Similarly, the small magnitude of most of the fold changes under investigation made it infeasible to test many results by quantitative reverse transcription PCR (qRT-PCR), which is often employed as a method for validating microarray findings. Other groups have reported that fold changes of less than 1.4 by microarray generally show poor correlation with qRT-PCR [
43]. While we have used this technique previously to successfully validate some of the most robust findings in the brain dataset [
29] and heart dataset (Johnstone
et al., unpublished data), these specific changes exceeded the 1.4-fold threshold.
Therefore, one important limitation of the study is that the accuracy of different outcomes could not be directly assessed and using concordance to estimate accuracy may not always give a true picture. While outside the scope of the present study, future research could compare microarray results obtained using different analytical approaches with other sensitive multiplex or transcriptome-wide technologies, such as other array platforms, RNA-seq, NanoString or Fluidigm. However, it is important to note that human and other technical errors will affect quantitative differential expression analysis by any method, and any comparison requires that the analysis methods for the comparison technology have been shown to be accurate for low fold changes. As far as we are aware, this has not yet been achieved. For example, RNA-seq is biased towards high expression transcripts, so the accuracy of differential expression determinations will vary depending on the expression levels of the transcript.
Identifying probes as differentially expressed by two or three different methods and detecting enrichment of molecular pathways of strong biological relevance provides some assurance in the accuracy of the findings, as noted above.

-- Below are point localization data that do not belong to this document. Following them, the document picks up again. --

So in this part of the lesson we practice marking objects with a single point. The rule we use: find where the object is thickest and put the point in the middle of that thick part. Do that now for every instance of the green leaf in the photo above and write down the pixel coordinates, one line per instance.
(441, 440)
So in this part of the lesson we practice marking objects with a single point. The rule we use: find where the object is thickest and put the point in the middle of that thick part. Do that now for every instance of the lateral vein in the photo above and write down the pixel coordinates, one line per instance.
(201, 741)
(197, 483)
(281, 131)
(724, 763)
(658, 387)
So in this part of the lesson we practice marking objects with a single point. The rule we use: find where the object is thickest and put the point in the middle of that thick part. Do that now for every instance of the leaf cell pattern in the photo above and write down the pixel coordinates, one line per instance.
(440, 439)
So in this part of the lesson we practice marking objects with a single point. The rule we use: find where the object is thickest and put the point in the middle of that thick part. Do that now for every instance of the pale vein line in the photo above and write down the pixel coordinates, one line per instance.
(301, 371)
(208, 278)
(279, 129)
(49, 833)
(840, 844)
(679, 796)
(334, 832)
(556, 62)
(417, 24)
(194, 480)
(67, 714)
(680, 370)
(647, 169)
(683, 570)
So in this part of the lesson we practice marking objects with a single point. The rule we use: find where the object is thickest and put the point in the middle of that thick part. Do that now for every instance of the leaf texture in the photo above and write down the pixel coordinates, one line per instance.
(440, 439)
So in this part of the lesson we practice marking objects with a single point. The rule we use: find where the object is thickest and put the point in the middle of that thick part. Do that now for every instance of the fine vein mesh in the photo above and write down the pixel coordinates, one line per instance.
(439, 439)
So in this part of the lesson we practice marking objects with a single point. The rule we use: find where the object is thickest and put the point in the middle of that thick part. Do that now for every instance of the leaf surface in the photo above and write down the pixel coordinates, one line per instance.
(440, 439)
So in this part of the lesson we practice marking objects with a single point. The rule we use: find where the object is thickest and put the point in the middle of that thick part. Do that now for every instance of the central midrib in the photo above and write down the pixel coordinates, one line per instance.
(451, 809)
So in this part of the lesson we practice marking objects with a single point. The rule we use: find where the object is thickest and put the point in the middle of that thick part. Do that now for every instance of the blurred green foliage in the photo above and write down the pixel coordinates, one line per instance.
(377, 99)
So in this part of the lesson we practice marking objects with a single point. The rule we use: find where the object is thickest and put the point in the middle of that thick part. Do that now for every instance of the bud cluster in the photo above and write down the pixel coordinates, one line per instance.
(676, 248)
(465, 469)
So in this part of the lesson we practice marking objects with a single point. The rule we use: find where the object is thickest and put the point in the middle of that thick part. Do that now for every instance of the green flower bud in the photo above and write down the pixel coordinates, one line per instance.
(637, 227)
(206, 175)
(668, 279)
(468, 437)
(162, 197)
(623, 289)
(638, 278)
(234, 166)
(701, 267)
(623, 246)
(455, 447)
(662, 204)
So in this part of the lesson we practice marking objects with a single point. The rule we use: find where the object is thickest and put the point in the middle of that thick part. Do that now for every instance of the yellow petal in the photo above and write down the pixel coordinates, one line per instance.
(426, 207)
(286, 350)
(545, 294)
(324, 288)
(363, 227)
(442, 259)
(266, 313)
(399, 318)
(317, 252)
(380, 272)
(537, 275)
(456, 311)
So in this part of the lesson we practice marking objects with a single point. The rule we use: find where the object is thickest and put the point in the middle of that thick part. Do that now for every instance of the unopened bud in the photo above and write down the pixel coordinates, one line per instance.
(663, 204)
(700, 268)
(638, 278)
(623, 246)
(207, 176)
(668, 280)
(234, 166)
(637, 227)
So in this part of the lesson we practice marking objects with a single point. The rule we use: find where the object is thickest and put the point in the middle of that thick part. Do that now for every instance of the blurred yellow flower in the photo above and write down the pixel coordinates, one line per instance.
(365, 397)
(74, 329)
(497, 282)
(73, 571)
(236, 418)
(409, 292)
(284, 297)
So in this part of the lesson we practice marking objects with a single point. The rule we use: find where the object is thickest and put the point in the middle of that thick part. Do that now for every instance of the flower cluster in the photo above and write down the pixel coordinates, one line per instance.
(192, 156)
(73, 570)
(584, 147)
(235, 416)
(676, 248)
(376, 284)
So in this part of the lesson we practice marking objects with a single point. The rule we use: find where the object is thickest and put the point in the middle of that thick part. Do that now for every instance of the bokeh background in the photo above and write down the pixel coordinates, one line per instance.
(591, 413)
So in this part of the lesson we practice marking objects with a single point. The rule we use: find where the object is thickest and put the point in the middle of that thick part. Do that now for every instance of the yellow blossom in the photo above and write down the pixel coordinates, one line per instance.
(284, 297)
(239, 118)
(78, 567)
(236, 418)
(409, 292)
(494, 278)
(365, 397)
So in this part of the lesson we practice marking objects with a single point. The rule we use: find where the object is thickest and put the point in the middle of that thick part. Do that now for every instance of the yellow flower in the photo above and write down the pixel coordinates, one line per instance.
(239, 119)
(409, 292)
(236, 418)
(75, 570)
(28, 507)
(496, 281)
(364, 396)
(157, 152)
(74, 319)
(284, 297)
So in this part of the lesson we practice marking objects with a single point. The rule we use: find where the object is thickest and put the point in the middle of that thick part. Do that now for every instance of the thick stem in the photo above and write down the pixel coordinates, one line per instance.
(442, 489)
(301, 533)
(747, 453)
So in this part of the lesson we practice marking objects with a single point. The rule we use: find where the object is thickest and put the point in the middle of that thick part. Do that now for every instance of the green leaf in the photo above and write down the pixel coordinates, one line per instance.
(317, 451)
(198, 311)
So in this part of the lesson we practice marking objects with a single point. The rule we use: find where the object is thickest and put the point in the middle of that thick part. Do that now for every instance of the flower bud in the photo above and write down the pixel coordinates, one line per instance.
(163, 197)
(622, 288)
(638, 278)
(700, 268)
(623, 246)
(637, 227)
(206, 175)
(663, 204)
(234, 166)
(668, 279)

Also, the strong performance of particular approaches with respect to identifying concordant probes for two different datasets suggests a high degree of reliability in generating robust probe sets.

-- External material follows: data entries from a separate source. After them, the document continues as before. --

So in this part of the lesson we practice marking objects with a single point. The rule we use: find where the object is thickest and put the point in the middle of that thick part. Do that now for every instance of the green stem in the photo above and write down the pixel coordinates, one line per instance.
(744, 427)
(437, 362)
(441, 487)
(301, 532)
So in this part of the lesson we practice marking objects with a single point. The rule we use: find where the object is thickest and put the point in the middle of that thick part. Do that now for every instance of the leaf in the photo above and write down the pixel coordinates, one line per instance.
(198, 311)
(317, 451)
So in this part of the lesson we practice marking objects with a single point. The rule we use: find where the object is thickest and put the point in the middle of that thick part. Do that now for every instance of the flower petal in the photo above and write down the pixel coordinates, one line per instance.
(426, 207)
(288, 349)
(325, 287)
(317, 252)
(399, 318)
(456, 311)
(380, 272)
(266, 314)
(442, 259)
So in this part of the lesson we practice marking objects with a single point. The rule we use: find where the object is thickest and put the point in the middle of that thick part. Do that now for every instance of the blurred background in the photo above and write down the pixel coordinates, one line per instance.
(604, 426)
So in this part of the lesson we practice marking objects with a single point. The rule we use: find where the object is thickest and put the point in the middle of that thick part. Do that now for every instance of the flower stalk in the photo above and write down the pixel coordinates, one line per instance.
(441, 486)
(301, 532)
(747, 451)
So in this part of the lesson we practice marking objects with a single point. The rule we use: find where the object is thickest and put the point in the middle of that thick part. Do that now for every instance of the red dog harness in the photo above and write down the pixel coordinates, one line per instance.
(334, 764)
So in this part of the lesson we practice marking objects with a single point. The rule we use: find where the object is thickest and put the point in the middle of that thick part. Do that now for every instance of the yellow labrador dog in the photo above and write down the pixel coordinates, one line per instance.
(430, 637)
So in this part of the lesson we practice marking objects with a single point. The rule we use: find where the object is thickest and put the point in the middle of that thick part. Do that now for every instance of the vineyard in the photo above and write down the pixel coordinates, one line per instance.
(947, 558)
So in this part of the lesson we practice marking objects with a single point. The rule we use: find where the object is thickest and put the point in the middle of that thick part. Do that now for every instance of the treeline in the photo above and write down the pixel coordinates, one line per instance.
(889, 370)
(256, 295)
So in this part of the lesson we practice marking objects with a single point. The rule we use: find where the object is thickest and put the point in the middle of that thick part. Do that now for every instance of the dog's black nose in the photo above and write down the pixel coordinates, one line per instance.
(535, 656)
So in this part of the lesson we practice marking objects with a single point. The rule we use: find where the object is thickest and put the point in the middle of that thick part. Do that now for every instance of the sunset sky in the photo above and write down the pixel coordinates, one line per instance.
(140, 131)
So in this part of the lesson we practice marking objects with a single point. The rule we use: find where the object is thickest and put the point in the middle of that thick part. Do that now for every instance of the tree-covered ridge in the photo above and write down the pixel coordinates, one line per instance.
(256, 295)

Some of the issues addressed in this study may be circumvented by using larger replicate numbers or more sophisticated analytical algorithms. However, even when using high end software packages, consideration should still be given as to how different computational approaches affect study outcomes for different datasets [
15]. Furthermore, many researchers lack the expertise to use tools such as
lumi [
12] or
limma [
13] or other Bioconductor packages, which require knowledge of the R programming language. For these reasons, it is important to understand and take into account the strengths and limitations of Illumina-recommended protocols, such as GenomeStudio and GeneSpring, for normalization and differential expression analysis. The findings should not be interpreted as implying that the Illumina platform and software give invalid or incorrect results. Probe sets identified by the GenomeStudio approach showed a high level of concordance with the other approaches, irrespective of the dataset and normalization strategies. However, our findings do indicate that outcomes can be further improved by using other analytical approaches.
Most of the issues raised here are not unique to the Illumina platform. On other platforms, normalization and analysis methods can affect precision, sensitivity and other factors, and a method that is optimal in one context may be problematic in others [
8,
44]. The bead technology of Illumina arrays provides strong internal technical replication that is likely to be particularly important for detecting small expression changes. The platform successfully identified gene expression changes of high probable relevance in our study and appears likely to be appropriate for studies involving small expression changes, provided suitable normalization and analytical strategies are used.